Page:Gautier - Isoline et la Fleur Serpent, Charavay frères, 1882.djvu/283

La bibliothèque libre.
Cette page a été validée par deux contributeurs.
283
LE FRUIT DÉFENDU.

— « Enfin ! murmura-t-il en cachant ses mains dans ses manches, ce que j’ai tant désiré va s’accomplir bientôt ! »

Il passa le reste de la journée à acheter de grands miroirs d’acier poli et à les faire transporter dans sa maison.

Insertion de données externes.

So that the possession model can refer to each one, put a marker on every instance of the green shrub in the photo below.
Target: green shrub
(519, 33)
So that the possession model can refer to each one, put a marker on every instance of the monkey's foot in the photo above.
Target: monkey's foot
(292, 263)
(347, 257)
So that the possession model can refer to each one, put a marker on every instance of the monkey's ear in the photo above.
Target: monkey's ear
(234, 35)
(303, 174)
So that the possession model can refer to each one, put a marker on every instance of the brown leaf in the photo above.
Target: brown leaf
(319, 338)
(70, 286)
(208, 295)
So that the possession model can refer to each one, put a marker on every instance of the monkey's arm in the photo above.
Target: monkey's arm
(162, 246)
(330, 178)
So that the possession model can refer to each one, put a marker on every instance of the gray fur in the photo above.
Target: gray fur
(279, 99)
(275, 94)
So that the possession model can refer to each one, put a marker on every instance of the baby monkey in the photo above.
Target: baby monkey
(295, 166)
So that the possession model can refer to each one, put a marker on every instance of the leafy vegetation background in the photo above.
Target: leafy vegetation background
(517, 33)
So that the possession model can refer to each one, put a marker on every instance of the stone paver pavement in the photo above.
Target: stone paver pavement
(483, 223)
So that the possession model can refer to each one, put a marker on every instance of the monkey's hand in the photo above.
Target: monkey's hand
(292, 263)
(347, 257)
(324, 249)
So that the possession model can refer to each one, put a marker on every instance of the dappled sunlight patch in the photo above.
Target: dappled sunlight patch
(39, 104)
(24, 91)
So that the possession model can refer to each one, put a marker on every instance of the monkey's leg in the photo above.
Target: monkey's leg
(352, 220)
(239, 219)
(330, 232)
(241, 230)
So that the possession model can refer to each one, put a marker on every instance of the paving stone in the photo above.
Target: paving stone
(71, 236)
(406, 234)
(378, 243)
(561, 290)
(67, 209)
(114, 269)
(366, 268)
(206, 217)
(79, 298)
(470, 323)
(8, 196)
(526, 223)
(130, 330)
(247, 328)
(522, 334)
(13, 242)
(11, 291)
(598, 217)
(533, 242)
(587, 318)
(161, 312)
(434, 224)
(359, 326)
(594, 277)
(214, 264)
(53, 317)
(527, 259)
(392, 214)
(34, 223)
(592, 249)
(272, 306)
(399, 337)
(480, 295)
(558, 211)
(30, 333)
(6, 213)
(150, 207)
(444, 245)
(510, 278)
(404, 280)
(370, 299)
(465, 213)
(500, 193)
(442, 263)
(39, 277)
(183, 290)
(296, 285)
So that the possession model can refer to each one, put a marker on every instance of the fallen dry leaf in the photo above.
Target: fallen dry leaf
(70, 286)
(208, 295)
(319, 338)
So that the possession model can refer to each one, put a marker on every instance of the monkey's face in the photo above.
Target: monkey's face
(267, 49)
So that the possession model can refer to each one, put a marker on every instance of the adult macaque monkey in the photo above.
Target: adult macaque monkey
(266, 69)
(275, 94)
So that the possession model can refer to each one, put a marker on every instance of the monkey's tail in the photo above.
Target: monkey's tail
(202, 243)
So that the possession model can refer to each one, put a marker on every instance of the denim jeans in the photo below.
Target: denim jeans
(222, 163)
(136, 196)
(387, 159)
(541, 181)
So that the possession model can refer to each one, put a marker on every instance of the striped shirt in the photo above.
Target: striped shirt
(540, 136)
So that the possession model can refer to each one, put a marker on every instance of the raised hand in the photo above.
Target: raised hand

Sang-Yong avait été favorisé par le génie de la fortune ; son commerce de librairie avait réussi au-delà de ses espérances ; il était doué d’un caractère joyeux, d’une bonne santé et d’un appétit considérable qu’il satisfaisait journellement par les mets les plus délicats. De plus, il n’était pas marié, préférant à la monotone et maussade épouse de l’appartement intérieur les joyeuses fleurs, souvent renouvelées, des Bateaux du Faubourg. Cependant il n’était pas heureux. Une idée singulière s’était un jour emparée de son esprit et ne l’avait plus quitté. Il s’était avoué qu’avec toute sa fortune et tout son appétit il resterait toujours un marchand vulgaire, que son manque d’éducation l’empêcherait d’arriver à aucun grade élevé, et il aurait donné tout son appétit et toute sa fortune pour être mandarin.